$\textit{New News}$: System-2 Fine-tuning for Robust Integration of New Knowledge
Core Francisco Park, Zechen Zhang, Hidenori Tanaka
TL;DR
This work tackles how to robustly embed newly encountered information into the weights of large language models, addressing the gap between fine-tuning and in-context learning (FT-ICL). It introduces New News, a dataset of 75 plausible news items across five domains with 375 downstream questions, designed to test deep internalization, and System-2 Fine-tuning (Sys2-FT), a family of self-play data-generation protocols (Paraphrase, Implication, Self-QA) that distill context-derived knowledge into model weights. The Self-QA protocol stands out, delivering significant improvements across model scales and domains, and sometimes approaching ICL performance while preserving general capabilities. The study also uncovers the contextual shadowing effect and the curse of overexposure, and reports preliminary evidence for a scaling law in Sys2-FT, suggesting larger models can be more data-efficient learners. Overall, Sys2-FT offers a principled, architecture-agnostic pathway to integrate dynamic knowledge into models, with implications for continual learning and deployment in changing information environments.
Abstract
Humans and intelligent animals can internalize new information and accurately internalize their implications to perform downstream tasks. While large language models (LLMs) can achieve this through in-context learning (ICL) when the information (news) is explicitly given as context, adequately integrating the information into model weights via fine-tuning remains challenging.
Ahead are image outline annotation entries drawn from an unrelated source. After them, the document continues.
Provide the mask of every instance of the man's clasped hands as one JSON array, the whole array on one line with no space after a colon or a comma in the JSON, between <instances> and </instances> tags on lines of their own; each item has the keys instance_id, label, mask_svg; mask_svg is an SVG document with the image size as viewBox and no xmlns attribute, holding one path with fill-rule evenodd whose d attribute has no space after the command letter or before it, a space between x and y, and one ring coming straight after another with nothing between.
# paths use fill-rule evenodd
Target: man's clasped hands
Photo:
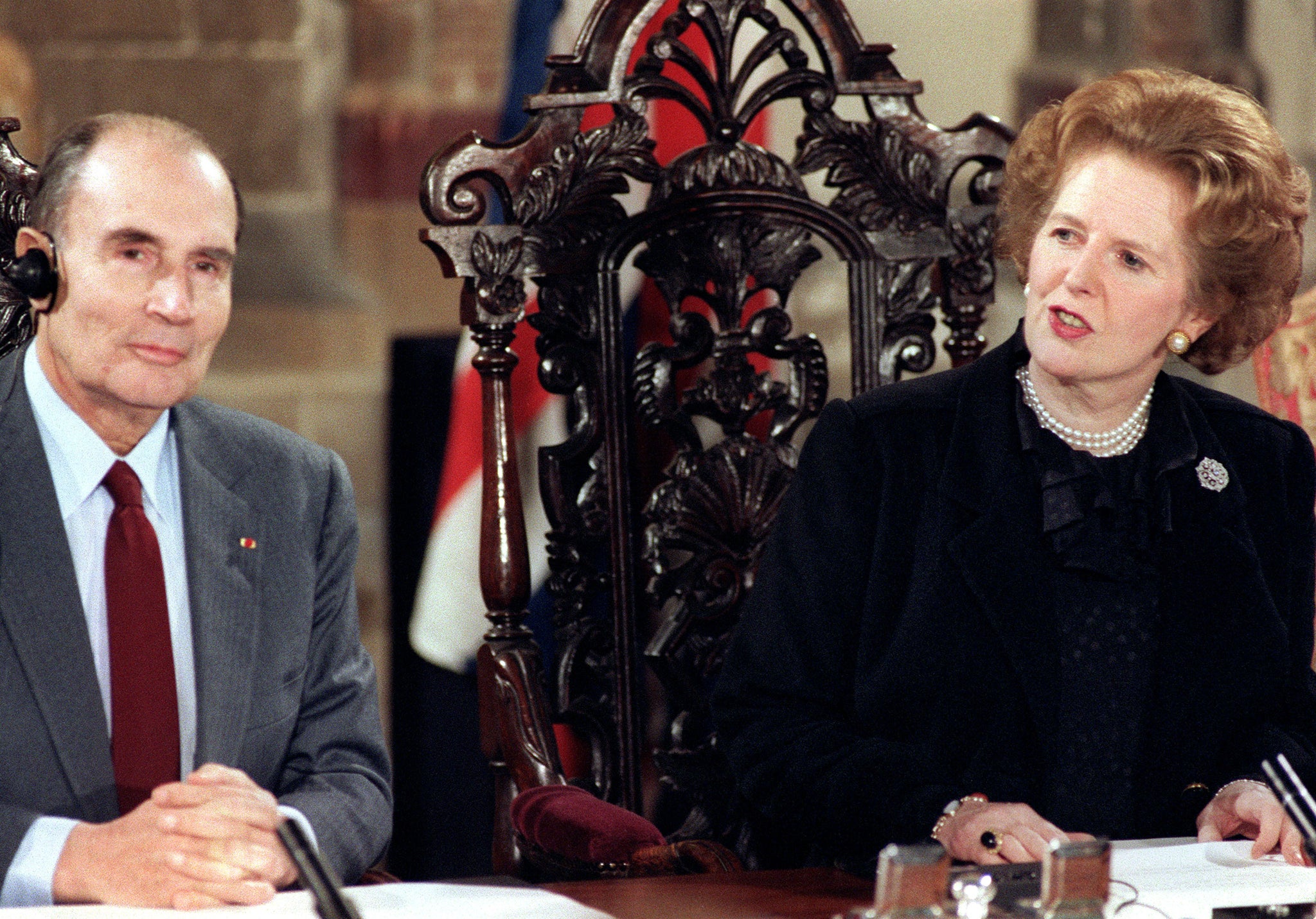
<instances>
[{"instance_id":1,"label":"man's clasped hands","mask_svg":"<svg viewBox=\"0 0 1316 919\"><path fill-rule=\"evenodd\" d=\"M263 903L296 880L274 795L208 763L108 823L79 823L55 868L57 903L196 910Z\"/></svg>"}]
</instances>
In this paper, we introduce New News, a dataset composed of hypothetical yet plausible news spanning multiple domains (mathematics, coding, discoveries, leaderboards, events), accompanied by downstream evaluation questions whose correct answers critically depend on understanding and internalizing the news. First, we demonstrate a substantial gap between naive fine-tuning and in-context learning (FT-ICL gap) on our dataset. To address this gap, we explore a suite of self-play data generation protocols -- paraphrases, implications, and Self-QA -- designed to distill the knowledge processed by the model with context into the weights of the model, which we term System-2 Fine-tuning (Sys2-FT). We systematically evaluate ICL and Sys2-FT performance across data domains and model scales with the Qwen 2.5 family of models. Our results demonstrate that the Self-QA protocol of Sys2-FT significantly improves models' in-weight learning of the news while preserving general capabilities. Furthermore, we discover the contextual shadowing effect, where training with the news in context followed by its rephrases or QAs catastrophically degrades learning of the news. Finally, we show preliminary evidence of an emerging scaling law of Sys2-FT.